Are Other Treatments Out of Reach?
Yesterday I sent an email to my primary carer begging for her help with my atopic dermatitis. Just recently my skin has really started to become unbearably sore and tight. I am really unsure of why this is happening. Normally, this would be down to me eating foods that I know are not good for me or drinking alcohol or whatever. I have not strayed from my clean intake of food and drink. It's not even a chore to eat clean for me as I really enjoy everything I cook for myself. I am not experiencing any acute anxiety or anything. Obviously, I have become anxious now that my skin has taken a turn for the worst but previously I was fine.
Unable to sleep at night
In my email to my doctor, I mentioned that my eczema has totally taken over my life in every way. From eating to sleeping - washing, dressing, moving. I explained that it has always, but more so now, become all-encompassing. I have been going to bed at night around 11:30 pm or thereafter and I have not been able to get one wink of sleep until about 4 am/5 am. It's getting ridiculous. It feels like my eczema is trying to kill me. Anyway, I informed my doctor that I have been engaging as an advocate for AtopicDermatitis.net and it has been a wonderful thing engaging with like-minded people that are able to truly empathize with this condition.
What about Dupixent?
I went onto explain that there has been a lot of buzz around the drug Dupixent. People in the community have described incredible changes in their skin after using for just three to four weeks. Basically, I begged to be put forward for any future Dupixent programs if any were going ahead. I am so tired of the general treatments that always get prescribed - steroid ointments and the usual array of moisturizers. I did not say this to my doctor but, I feel these treatments are just helping to manage atopic dermatitis but not really addressing the source of the problem.
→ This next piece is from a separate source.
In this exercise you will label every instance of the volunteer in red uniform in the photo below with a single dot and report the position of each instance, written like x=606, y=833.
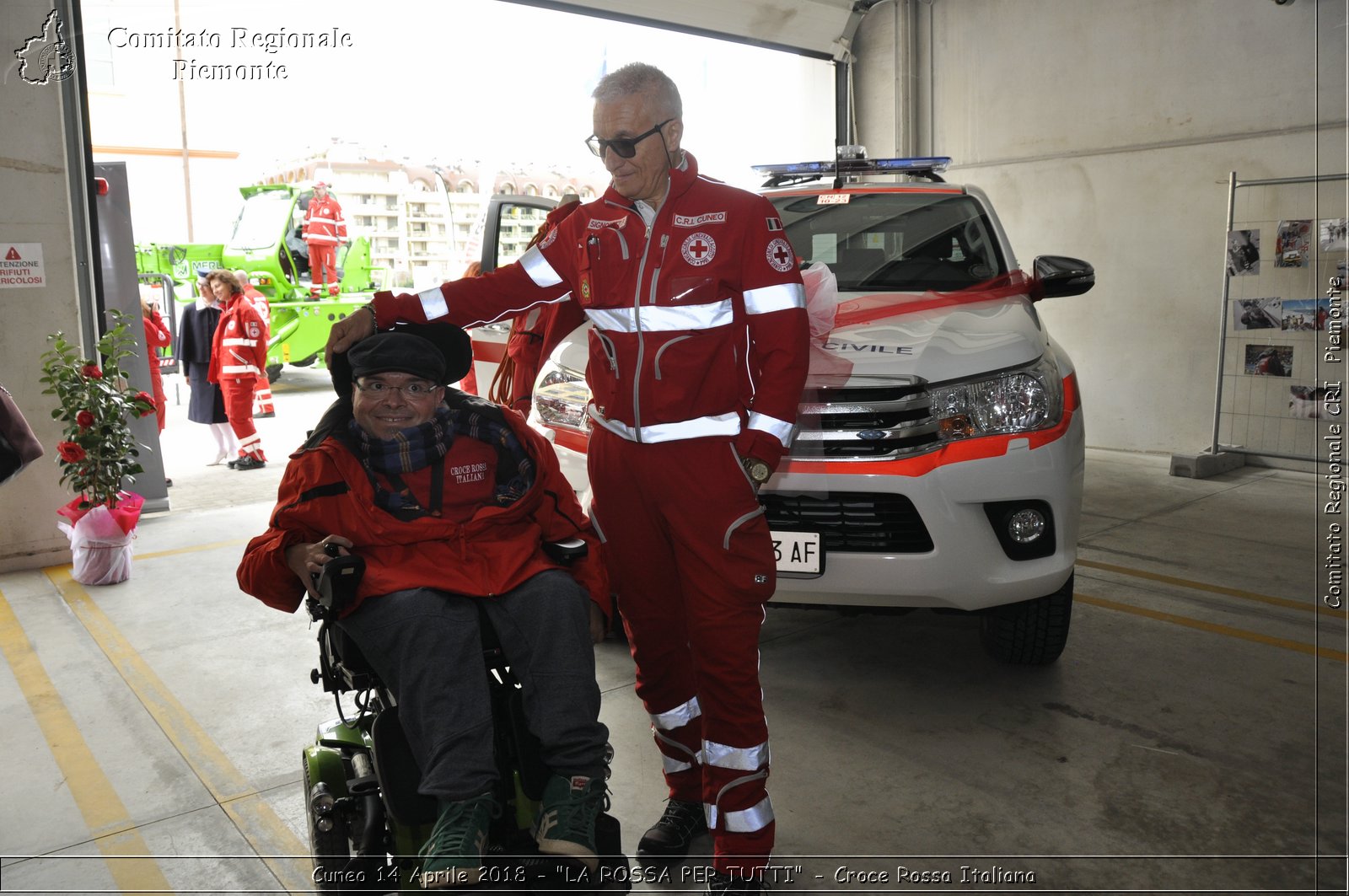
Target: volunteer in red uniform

Hoping for a better treatment solution
As soon as I pinged off the email, my doctor responded within five minutes. I have to say that I am so fortunate to have a brilliant surgery and GP that are always willing to help in any way they can and I didn't even have to leave my front door. So much credit to them! I am very grateful to them. I think that there will be various steps before allowing me to try Dupixent. I understand that is extremely expensive and so the medical profession has to be, understandably, very careful for who they select for any costly treatments.
Straying away from the usual medications
I will be over the moon if I can try any other treatment other than the usual meds. The idea that that there is a possibility of something out there that works amazingly well is so exciting. For some reason, I have a horrible and scary feeling that this new treatment may be a little too far out of reach. Hope I am wrong.